Wednesday, May 1, 2013

Property Rights- A 2-Way Street

Anyone who has ever heard me speak publicly knows that among my many underlying beliefs is a fairly obvious one about 100-year old structures.  Simply put, while we may disagree on what to do them or how to regulate them, the one thing we should all be able to agree upon is that they are not making any more of them.  

Earlier this week I trotted that phrase out in a study session, where a city was evaluating the wisdom of taking the first tentative steps down the road that could lead to the identification and yes, designation, of some its earliest buildings as “historic.”  This being Oregon, where private property rights are held in high regard, several participants voiced concern about maintaining an owner’s ability to do what they want with their property and not encumbering anyone with a bunch of regulation or "telling" them what to do.

I think property rights are a two-way street.  Sure, an owner should have some ability to use their property as they see fit, unfettered by burdensome regulation.  Everyone gets that, if only because millions of dollars are spent by real estate and property rights advocates to make sure that we, and our legislators, do.  The other side of the property rights street, however, rarely gets any press.  That side is that every property owner should have the assurance that their NEIGHBORS have some requirement to use their property in a sane and responsible manner.  Put another way, nobody ever wants “the gummit” telling them what to do, but nearly everyone, at least anyone living in an urban context, relies upon the government to corral their crazy neighbors and get the junker cars off the front lawn, tone down the wild parties, reduce the scale of the mammoth sun-blocking addition, or re-paint in something (anything!) other than that awful (fill in the bright color scheme of your choice). 

We all, especially we that call ourselves preservationists, need to understand that historic designation is just a tool, not an end.  I happen to think it’s an important tool, and I hope you and others agree.  But knowing the history and comparative value associated with a particular property does not, and in general should not, mandate its survival by definition.  Not all historic properties, no matter how significant, are capable of being restored to begin with, or even should be restored.  Cities, communities, have other values (open space, habitat restoration, economic development, etc.) that very often, and very appropriately, outweigh historic values.  It is, ultimately, up to cities, communities, and yes, even property owners, to weigh each of those values fairly and with full understanding, so as to determine the best course.  Obviously that choice may not always be historic preservation, and that, sad it can be, is still entirely understandable.
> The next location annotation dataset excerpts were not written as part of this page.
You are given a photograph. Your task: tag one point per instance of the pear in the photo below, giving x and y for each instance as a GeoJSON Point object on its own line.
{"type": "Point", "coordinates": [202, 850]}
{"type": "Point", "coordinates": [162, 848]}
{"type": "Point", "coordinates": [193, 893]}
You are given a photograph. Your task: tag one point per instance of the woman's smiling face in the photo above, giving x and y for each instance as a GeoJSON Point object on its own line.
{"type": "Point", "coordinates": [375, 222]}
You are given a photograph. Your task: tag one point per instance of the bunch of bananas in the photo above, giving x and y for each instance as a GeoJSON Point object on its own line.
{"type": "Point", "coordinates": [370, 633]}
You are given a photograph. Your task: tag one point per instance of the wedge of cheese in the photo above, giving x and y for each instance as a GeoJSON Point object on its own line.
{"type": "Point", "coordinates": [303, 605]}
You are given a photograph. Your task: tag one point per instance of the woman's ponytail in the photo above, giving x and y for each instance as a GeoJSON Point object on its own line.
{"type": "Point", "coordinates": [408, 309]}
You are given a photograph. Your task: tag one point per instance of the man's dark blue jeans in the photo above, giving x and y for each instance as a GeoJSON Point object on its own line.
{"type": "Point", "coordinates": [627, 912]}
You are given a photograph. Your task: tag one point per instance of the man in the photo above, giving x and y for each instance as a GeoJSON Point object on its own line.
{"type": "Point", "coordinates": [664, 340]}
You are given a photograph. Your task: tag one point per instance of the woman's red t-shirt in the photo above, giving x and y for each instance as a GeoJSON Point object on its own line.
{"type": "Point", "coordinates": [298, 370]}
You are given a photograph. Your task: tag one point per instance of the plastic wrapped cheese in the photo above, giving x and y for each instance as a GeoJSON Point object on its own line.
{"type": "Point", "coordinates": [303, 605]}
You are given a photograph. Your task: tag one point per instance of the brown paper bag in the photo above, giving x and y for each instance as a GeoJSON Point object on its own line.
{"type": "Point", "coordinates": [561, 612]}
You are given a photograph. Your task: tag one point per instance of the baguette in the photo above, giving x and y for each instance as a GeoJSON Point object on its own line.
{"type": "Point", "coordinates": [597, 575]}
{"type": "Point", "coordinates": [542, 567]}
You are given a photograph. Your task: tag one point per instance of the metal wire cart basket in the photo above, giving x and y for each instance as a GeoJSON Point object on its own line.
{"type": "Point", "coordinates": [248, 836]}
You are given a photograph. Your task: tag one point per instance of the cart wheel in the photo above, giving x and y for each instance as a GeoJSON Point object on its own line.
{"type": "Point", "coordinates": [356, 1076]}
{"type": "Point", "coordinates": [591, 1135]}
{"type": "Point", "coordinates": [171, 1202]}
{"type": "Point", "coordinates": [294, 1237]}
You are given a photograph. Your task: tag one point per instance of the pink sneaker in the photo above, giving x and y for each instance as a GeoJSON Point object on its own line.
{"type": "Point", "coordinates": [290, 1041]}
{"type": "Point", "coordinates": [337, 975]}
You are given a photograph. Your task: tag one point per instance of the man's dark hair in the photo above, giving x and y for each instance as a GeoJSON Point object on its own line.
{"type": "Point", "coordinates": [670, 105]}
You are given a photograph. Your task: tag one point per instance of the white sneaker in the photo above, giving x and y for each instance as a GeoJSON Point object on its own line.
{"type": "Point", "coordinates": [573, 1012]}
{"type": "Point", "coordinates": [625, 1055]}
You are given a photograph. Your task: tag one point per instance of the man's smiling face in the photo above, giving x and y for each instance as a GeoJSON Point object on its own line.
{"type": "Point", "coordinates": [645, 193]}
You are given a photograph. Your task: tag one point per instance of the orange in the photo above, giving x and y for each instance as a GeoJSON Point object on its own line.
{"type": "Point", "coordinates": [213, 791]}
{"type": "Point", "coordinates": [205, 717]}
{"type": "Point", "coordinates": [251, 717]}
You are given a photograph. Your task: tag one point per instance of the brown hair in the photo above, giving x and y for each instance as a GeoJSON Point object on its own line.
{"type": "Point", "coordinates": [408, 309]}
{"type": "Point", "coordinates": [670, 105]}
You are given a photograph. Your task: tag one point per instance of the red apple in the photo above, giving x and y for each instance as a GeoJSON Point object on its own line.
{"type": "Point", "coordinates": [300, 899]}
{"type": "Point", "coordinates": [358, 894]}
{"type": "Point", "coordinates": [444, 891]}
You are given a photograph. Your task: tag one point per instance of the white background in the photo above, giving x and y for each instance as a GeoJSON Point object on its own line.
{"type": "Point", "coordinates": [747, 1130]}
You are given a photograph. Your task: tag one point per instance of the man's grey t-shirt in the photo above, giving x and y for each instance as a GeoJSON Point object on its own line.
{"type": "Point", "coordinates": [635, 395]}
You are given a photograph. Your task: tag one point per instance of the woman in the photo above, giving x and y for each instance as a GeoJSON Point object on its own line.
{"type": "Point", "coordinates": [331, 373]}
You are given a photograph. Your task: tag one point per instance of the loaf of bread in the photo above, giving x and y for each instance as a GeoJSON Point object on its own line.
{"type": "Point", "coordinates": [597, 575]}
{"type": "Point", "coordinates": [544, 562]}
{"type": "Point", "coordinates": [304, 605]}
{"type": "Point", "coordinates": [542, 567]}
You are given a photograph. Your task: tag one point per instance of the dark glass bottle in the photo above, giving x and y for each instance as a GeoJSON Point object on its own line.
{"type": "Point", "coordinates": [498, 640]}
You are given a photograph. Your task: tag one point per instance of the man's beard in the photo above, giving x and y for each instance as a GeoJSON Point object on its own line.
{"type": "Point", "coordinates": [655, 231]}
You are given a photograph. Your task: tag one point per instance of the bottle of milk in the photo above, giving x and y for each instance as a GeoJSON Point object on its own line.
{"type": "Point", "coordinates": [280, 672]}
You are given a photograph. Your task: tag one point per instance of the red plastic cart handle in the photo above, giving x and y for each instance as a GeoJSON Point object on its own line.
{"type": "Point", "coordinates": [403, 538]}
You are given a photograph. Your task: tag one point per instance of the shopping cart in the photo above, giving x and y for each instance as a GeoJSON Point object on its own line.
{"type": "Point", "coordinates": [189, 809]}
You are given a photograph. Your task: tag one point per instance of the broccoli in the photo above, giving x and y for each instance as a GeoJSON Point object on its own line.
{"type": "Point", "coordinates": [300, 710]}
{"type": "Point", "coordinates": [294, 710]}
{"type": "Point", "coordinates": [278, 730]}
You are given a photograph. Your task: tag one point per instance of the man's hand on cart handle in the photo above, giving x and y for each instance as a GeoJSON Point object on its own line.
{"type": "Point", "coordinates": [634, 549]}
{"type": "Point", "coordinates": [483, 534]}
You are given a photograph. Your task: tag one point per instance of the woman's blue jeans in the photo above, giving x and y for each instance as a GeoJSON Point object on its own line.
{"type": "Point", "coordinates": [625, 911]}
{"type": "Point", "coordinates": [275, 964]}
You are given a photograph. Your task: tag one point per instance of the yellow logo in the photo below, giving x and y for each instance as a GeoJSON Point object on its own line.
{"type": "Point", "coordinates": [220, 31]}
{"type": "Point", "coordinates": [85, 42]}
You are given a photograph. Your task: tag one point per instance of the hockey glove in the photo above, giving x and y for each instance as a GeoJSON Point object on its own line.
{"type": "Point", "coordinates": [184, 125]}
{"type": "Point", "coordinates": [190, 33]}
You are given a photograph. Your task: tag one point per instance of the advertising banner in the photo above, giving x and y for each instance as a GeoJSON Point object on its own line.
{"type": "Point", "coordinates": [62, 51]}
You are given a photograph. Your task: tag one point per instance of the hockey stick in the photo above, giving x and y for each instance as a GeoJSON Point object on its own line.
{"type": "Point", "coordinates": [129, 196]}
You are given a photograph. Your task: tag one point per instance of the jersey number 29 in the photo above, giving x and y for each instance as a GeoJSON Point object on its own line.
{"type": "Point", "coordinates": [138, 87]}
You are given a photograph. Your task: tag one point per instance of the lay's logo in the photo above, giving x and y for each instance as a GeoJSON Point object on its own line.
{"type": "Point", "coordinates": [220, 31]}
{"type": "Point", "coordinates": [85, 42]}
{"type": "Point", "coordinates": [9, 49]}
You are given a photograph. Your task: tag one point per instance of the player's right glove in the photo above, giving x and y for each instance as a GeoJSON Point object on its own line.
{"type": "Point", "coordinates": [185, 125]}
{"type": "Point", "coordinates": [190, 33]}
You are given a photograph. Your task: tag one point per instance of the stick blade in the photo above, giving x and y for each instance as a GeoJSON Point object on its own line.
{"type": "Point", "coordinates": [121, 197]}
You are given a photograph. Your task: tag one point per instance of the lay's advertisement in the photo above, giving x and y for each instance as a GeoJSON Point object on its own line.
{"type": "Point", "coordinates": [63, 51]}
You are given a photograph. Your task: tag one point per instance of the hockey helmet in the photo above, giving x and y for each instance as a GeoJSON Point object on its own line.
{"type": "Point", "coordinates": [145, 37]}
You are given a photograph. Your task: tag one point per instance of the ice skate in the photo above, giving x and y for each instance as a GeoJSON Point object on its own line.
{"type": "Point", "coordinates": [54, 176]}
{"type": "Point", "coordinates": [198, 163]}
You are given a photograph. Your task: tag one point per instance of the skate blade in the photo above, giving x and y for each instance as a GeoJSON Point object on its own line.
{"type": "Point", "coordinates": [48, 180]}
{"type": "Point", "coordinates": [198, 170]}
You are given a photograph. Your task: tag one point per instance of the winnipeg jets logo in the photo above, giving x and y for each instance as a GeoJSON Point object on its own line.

The thing is, you can’t weigh the value of historic significance, or the potential benefit of restoration, if you are unaware of history.  And you can’t or shouldn’t relegate historic values to some second tier “it’s nice to do if nothing else is available” approach, especially if you are leaving that decision up to the property owner. All too often, in our transitory culture where people move on the average of every few years, a community’s most prized possessions can be placed in the hands of individuals or entities that have little understanding, or connection, to its history or culture.  Do you really want McDonald's deciding the future of important resources in your city?  And if you are opposed to McDonalds (or Chevron, or whomever) having that power, why on earth would you give that sole authority to Mr. & Mrs. Jones, or "Bill," that nice guy that works at the market?"  

Education, knowledge, is a good and essential thing.  Ask any decision-maker worth his or her salt.  Knowing, identifying, and understanding the history of a community, its context, allows us to fully appreciate the role that this or that property may play in creating its character.  And in some cases, regulation to protect key properties with high value to the community as a whole is and should be an important part of what a forward-thinking community does.  Some properties are simply too rare, too irreplaceable, and too important to the community’s character, to relegate their existence to the hands of the highest bidder, no matter whom they may be.

All cities live and die, both financially and qualitatively, by the investment they can encourage, both for new construction and restoration.  It is unrealistic to ask or expect somebody, anybody, to invest in their property while not providing them some assurance that if they do, their neighbor won’t put in a Pig Farm, or God-forbid, a strip mall (!) next door.  Neighbors and communities have property rights too.